Reputation: 81
Let's take two sets:
a = [5,5,5,5,5,4,4,4,4,3,3,3,2,2,1]
b = [5,4,3,2,1]
We perform the KS-Test using Python:
from scipy import stats
stats.ks_2samp(b,a)
KstestResult(statistic=0.2, pvalue=0.9979360165118678, statistic_location=2, statistic_sign=1)
Why is the result a p-value of 0.9979? This means that the distribution of the values in the two sets is almost identical. But it's not! What do I missunderstand?
Kind regards.
Upvotes: 3
Views: 1387
Reputation: 17585
The observed value of the KS test statistic, namely 0.2, is actually relatively small, considering the distribution of the test statistic for a reasonable null hypothesis; I think this is where the surprise is coming from.

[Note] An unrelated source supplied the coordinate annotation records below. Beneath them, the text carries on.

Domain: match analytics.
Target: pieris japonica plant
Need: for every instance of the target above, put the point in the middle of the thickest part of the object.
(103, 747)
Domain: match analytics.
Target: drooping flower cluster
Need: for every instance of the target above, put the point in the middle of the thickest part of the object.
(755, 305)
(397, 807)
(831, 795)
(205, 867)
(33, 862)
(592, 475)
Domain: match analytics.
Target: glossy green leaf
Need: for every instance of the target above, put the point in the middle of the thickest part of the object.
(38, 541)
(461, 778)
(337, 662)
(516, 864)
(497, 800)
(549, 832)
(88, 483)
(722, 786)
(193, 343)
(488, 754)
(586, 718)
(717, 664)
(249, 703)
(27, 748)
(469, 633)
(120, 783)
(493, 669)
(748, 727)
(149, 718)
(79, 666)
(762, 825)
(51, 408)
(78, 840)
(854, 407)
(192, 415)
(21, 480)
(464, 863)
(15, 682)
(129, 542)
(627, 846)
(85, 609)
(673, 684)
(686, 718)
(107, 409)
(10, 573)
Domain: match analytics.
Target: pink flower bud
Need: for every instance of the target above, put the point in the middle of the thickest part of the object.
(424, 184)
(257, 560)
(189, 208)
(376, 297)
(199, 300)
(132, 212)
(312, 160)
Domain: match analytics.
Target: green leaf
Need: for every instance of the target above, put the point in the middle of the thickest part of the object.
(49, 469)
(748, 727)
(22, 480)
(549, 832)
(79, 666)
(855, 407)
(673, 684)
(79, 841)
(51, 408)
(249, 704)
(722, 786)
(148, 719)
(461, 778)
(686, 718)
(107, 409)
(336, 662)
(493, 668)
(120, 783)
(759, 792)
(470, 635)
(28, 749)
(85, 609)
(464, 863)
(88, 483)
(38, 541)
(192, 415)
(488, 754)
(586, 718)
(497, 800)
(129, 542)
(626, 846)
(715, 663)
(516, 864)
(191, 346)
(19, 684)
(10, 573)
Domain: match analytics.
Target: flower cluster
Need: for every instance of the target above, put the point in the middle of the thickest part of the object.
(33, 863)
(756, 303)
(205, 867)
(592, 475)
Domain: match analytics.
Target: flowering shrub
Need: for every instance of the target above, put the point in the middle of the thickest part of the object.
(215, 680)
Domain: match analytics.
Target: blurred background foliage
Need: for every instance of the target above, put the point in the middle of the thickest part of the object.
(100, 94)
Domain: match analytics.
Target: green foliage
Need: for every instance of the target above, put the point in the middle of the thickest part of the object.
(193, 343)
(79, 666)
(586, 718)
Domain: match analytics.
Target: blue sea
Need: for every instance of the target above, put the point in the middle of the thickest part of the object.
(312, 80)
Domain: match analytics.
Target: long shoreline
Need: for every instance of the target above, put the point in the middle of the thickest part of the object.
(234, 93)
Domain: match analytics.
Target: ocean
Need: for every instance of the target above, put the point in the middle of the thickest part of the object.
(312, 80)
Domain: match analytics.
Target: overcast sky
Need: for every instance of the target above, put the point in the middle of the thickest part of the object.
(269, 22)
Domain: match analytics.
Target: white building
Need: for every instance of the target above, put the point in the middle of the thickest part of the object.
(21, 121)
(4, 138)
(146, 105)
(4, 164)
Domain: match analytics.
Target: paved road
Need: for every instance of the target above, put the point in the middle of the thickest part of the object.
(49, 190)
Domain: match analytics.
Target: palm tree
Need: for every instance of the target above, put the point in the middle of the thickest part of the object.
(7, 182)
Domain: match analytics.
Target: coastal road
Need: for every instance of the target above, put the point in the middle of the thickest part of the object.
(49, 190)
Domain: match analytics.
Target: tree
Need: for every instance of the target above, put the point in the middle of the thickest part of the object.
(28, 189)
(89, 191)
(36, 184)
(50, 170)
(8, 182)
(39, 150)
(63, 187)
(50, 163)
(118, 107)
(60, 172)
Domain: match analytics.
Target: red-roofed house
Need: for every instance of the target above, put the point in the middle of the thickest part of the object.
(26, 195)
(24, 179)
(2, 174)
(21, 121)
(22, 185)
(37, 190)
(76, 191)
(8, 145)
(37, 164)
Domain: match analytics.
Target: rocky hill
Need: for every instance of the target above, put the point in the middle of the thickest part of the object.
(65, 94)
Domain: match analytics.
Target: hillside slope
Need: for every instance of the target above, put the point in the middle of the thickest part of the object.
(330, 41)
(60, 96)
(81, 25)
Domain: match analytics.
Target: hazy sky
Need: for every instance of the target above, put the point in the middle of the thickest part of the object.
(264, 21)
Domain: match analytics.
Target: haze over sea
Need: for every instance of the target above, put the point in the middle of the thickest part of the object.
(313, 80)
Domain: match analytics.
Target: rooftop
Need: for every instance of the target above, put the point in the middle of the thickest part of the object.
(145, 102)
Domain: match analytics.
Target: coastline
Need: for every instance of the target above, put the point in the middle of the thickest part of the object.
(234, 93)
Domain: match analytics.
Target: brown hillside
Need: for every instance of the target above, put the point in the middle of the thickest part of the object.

As mentioned, the usual KS test assumes there are no ties, so we'll have to compute the p-value ourselves. We can make progress by assuming the null hypothesis is that both samples come from a uniform distribution and estimating the p-value by random sampling. (This null hypothesis is more restrictive than the conventional one which just assume the same distribution, not necessarily uniform.)
Here are a few lines of R code to estimate the p-value. In the interest of brevity, it's specific to the problem as stated: a sample of size 5 and a sample of size 15, each one from a uniform distribution on the set { 1, 2, 3, 4, 5 }, and the observed KS test statistic is 0.2.
my.ecdf <- function (x) cumsum (sapply (1:5, function (k) sum (x == k))/length(x))
R <- function (n) sample.int (5, size = n, replace = T)
generate.ks.test.statistic <- function (n) sapply (1:n, function (k) max (abs (my.ecdf (R (15)) - my.ecdf (R (5)))))
ks <- generate.ks.test.statistic (10000)
sum (ks >= 0.2)/10000
For this last input, I get 0.8243. That's not as extreme as the value you reported (more than 0.99), but still enough to show that 0.2 is actually relatively small. You can look at hist(ks)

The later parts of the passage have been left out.